VASATLIĞIN DORUKLARINDA: THE CHAINSMOKERS

Bu aralar The Chainsmokers adını ne kadar sık duyuyoruz, değil mi gerçekten de?

Adını duymuyor olsak bile şarkıları radyoda çaldığında istemsizce kulak misafiri oluyoruz, eğer sosyal medyada Amerikan pop dünyasını ilgilendiren hesapların yazılarında bu sefer hangi şarkılarının en çok dinlenenler listelerinin üst kısımlarında aldığını okuyoruz, bu yazıların altında ise farklı fan gruplarına dahil; çoğu zaman hayranı oldukları ünlünün fotoğraflarını sahiplenmiş hesapların bu ikiliden ne kadar nefret ettiklerini oldukça dolu bir ağızla tekrar ettiklerine şahit oluyoruz.

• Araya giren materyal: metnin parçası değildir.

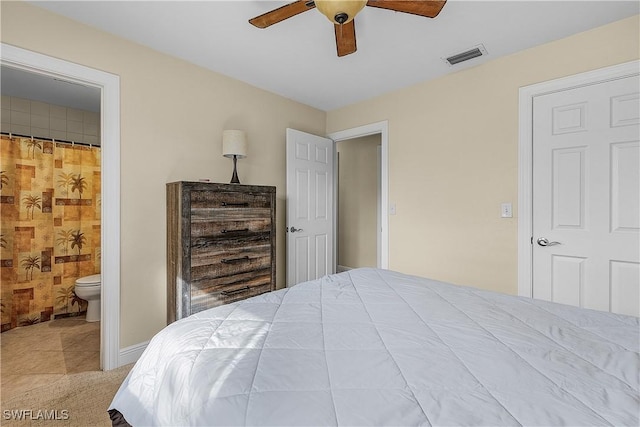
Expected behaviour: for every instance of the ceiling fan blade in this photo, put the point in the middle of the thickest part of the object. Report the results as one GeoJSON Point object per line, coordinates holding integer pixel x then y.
{"type": "Point", "coordinates": [282, 13]}
{"type": "Point", "coordinates": [428, 8]}
{"type": "Point", "coordinates": [346, 38]}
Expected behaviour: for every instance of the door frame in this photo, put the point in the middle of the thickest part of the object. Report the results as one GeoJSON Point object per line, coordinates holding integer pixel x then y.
{"type": "Point", "coordinates": [525, 155]}
{"type": "Point", "coordinates": [110, 181]}
{"type": "Point", "coordinates": [381, 128]}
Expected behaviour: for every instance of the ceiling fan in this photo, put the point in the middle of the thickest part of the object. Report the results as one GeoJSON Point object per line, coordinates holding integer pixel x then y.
{"type": "Point", "coordinates": [341, 14]}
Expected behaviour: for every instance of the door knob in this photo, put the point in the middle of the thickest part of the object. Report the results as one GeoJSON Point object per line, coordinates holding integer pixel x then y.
{"type": "Point", "coordinates": [542, 241]}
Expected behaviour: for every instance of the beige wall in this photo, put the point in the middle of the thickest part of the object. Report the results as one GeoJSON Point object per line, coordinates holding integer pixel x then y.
{"type": "Point", "coordinates": [172, 117]}
{"type": "Point", "coordinates": [358, 201]}
{"type": "Point", "coordinates": [453, 153]}
{"type": "Point", "coordinates": [453, 149]}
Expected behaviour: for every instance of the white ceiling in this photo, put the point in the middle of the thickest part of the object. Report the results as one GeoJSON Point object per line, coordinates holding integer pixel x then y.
{"type": "Point", "coordinates": [297, 57]}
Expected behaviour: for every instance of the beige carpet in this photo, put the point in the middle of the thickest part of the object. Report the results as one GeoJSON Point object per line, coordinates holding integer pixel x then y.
{"type": "Point", "coordinates": [75, 400]}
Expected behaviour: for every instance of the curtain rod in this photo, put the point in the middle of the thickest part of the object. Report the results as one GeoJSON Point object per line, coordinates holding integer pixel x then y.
{"type": "Point", "coordinates": [62, 141]}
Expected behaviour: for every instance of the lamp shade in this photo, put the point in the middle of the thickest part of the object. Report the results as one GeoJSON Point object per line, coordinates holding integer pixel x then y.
{"type": "Point", "coordinates": [234, 143]}
{"type": "Point", "coordinates": [340, 11]}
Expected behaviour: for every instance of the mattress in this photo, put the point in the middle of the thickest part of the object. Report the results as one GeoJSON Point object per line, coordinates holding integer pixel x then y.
{"type": "Point", "coordinates": [376, 347]}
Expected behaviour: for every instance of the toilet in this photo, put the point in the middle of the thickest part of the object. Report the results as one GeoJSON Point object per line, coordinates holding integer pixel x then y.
{"type": "Point", "coordinates": [88, 288]}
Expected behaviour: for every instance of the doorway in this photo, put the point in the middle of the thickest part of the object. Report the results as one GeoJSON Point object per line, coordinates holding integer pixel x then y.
{"type": "Point", "coordinates": [526, 238]}
{"type": "Point", "coordinates": [358, 200]}
{"type": "Point", "coordinates": [109, 84]}
{"type": "Point", "coordinates": [378, 132]}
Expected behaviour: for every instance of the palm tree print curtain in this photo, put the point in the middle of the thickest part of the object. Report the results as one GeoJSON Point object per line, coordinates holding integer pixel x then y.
{"type": "Point", "coordinates": [49, 229]}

2016 ve sonrasının belki de en beklenmedik atağının sahibi The Chainsmokers: dünyanın — en azından internet dünyasının — çoğunluğu Beyonce’nin, Lady Gaga’nın, herhangi birisinin yeni albümü; konseri, seçim propagandasıyla ilgilenirken onlar 29 Temmuz 2016 tarihinde,  Halsey ile yayınladıkları “Closer” şarkısı ile Billboard Hot 100’ün bir numarasına ulaşmayı başardılar ve haftalar boyunca da orada kaldılar. Peki nedir bu grubun başarısının sırrı? Tüm müzik dünyası, kolektif bir şekilde kendilerinden hoşnutsuz gözükür ve kanlı bıçaklı hayran grupları bile onlara karşı birleşip nefret kusarken, Alex Pall ve Drew Taggart ikilisini bu kadar sevdiren nedir Amerikan ve dünya dinleyicisine?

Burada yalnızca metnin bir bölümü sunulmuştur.